É impossível dissociar essa medida populista da preocupação em melhorar os índices do governo e facilitar a reeleição. Lula e seu ministro da Fazenda, Dario Durigan, sabem que a medida é prejudicial à indústria e ao varejo brasileiros. Os líderes empresariais cansaram de alertar que significa concorrência desleal, mas a decisão é essencialmente política. Os compradores de produtos estrangeiros são mais numerosos do que o dos empresários prejudicados. E como faz diferença na vida das classes C e D, o governo editou a medida provisória.

Lula se antecipou ao início da campanha eleitoral e desarmou uma arapuca do principal opositor, o senador Flávio Bolsonaro.
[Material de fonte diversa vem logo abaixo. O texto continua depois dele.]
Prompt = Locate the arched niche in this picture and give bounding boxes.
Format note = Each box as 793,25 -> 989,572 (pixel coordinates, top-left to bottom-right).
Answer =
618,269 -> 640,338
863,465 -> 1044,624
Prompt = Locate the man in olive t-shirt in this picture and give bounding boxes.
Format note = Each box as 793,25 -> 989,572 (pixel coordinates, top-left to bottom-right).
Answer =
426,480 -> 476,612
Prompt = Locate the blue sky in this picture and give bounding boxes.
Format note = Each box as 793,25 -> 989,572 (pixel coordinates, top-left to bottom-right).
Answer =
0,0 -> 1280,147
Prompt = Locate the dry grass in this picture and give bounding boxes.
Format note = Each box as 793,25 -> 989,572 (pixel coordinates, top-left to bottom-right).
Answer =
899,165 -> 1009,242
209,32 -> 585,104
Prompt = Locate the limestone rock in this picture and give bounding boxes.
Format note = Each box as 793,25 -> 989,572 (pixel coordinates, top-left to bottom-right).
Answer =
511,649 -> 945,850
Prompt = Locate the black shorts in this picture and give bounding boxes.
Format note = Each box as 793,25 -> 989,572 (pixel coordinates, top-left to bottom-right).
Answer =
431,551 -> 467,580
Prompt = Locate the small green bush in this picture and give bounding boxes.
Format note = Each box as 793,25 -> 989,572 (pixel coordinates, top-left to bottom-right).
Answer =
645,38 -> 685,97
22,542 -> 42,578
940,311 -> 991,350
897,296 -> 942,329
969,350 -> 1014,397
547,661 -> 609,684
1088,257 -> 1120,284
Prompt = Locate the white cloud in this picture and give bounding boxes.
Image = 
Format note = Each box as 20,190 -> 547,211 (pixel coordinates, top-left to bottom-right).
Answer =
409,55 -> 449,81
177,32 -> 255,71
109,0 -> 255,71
Dias antes, Flávio anunciou que, se eleito, acabaria com a “taxa das blusinhas”. Foi a senha para a ala política do Palácio do Planalto furar a bolha.
No mundo imaginário em que vive parte dos políticos brasileiros, a equação é simples: acaba com a taxa das blusinhas e oferece uma compensação tributária às empresas brasileiras. Doce ilusão: a menos que a irresponsabilidade fiscal grite mais alto. Os R$ 5 bilhões que as compras do Exterior até US$ 50 renderam em 2025 farão falta em outra ponta, já que o corte de gastos não está no radar do governo e na oposição habita o território dos discursos.